For two years I have been telling people that, all the fancy graphic presentations and architects' models notwithstanding, we really have no idea of what eventually will emerge on the World Trade Center site. Things became all the more uncertain this last week when a federal jury denied Larry Silverstein, the leaseholder of the property, his request for a double insurance payout. The whole grand project, based on the original design of Studio Daniel Libeskind, was predicated on the higher payout. Here's a good piece by Julia Vitullo-Martin from the Wall Street Journal (via Two Blowhards). Vitullo-Martin writes:
the World Trade Center had never been the monument to capitalism the terrorists believed it to be. Rather, it was the product of the Port Authority of New York and New Jersey's peculiar brand of government gigantism--immense office towers built on private land acquired under eminent domain, exempted from city building codes, and freed from all taxes to compete with the private sector.
The grand project has struck me all along as a potential boondoggle on the scale of, well, the World Trade Center itself. I have thought, and think, that we should let lower Manhattan seek its own level. The area is rebounding commercially as it is. It's not where it was in 2001 prior to the attacks, but it's well ahead of where it was a few years before that. The residential market down there has not only rebounded, but seems to me to be stronger than ever.
The jury decision may prove to be a blessing for lower Manhattan.
--Guest posted by Francis Morrone
Meanwhile, Julie Beckman, along with partner Keith Kaseman, designed the 9/11 memorial for the Pentagon. Composed of one hundred-eighty-four benches, each cantilevered over its own reflecting pool, the monument will honor the memories of the victims aboard the hijacked American Airlines Flight 77 which crashed into the Pentagon, and those of the people who were killed inside the Pentagon on September 11, 2001. Maple trees, which will provide shade in summer and retain their foliage in winter, will adorn the structure.
"We hoped to inscribe in the earth the magnitude of what happened there that day; and in that inscription, we wanted to tell a story of who these individuals were, " according to Julie Beckman. "We wanted to invite personal interpretation, not to tell the visitor what to think or how to feel."
Posted by: winifer skattebol | May 10, 2004 at 07:05 PM
I read in the New Yorker (I think) that Jane Jacobs thinks we should wait 15 years or so because it's impossible to know what's best right now. Considering her insights into the value of diversity, I'm a little surprised at her suggestion to wait. Isn't there something that would make the area more diverse?
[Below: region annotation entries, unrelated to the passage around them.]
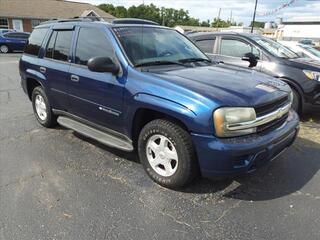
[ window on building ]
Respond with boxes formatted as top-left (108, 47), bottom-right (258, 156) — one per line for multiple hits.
top-left (24, 28), bottom-right (48, 56)
top-left (220, 39), bottom-right (260, 58)
top-left (31, 19), bottom-right (42, 29)
top-left (53, 30), bottom-right (73, 62)
top-left (76, 28), bottom-right (114, 65)
top-left (197, 39), bottom-right (215, 53)
top-left (0, 18), bottom-right (9, 29)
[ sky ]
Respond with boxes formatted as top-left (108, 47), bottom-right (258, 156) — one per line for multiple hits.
top-left (72, 0), bottom-right (320, 25)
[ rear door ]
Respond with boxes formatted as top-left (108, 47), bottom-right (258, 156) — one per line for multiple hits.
top-left (39, 27), bottom-right (74, 110)
top-left (67, 26), bottom-right (124, 130)
top-left (216, 36), bottom-right (261, 68)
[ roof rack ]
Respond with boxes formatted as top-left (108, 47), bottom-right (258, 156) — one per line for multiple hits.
top-left (111, 18), bottom-right (159, 25)
top-left (40, 16), bottom-right (100, 25)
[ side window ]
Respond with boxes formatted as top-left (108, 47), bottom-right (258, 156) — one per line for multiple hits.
top-left (75, 28), bottom-right (114, 65)
top-left (196, 39), bottom-right (216, 53)
top-left (24, 28), bottom-right (48, 56)
top-left (220, 39), bottom-right (260, 58)
top-left (45, 31), bottom-right (57, 58)
top-left (53, 31), bottom-right (73, 62)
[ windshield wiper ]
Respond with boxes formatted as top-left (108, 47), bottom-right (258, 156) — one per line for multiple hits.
top-left (134, 61), bottom-right (186, 67)
top-left (179, 58), bottom-right (212, 63)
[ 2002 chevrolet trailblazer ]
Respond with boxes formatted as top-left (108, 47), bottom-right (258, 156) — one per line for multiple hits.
top-left (20, 19), bottom-right (299, 188)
Posted by: ESL / EFL teacher | May 11, 2004 at 09:17 AM
I was at her CCNY talk last week and she said a bit more (and also a bit less) than what she said in the "New Yorker" about her thoughts regarding the World Trade Center site.
I too was surprised that she suggested waiting to redevelop the site (in both the "New Yorker" interview and the CCNY talk), but for a different reason. One of her criticisms of "classic" 1950s-style Robert Moses urban renewal developments is that the time necessary to bring them to fruition is usually so long that it puts a neighborhood into limibo and that this alone often has a negative impact on surrounding areas. The World Trade Center is a 16 acre site (that was orginally about 12 small city blocks) so the site is not inconsiderable -- especially considering that Lower Manhattan is pretty geographically small to begin with.
Also, I was surprised that she mentions in the "New Yorker" article that she favors building low-income housing that is kept that way, more or less, in perpetuity. This sounds like both the income sorting and the urban stultification that she criticizes in "Death and Life. . . ." And if I remember correctly, in "Death and Life . . ." she even goes out of her way to design a housing program that avoids these pitfalls.
Posted by: Benjamin Hemric | May 11, 2004 at 11:38 PM
I stumbled across your blog while I was doing some online research. I think many people are uncomfortable with the whole idea of building at this site. Many believe it should be preserved as a memorial to all those we lost on 9/11.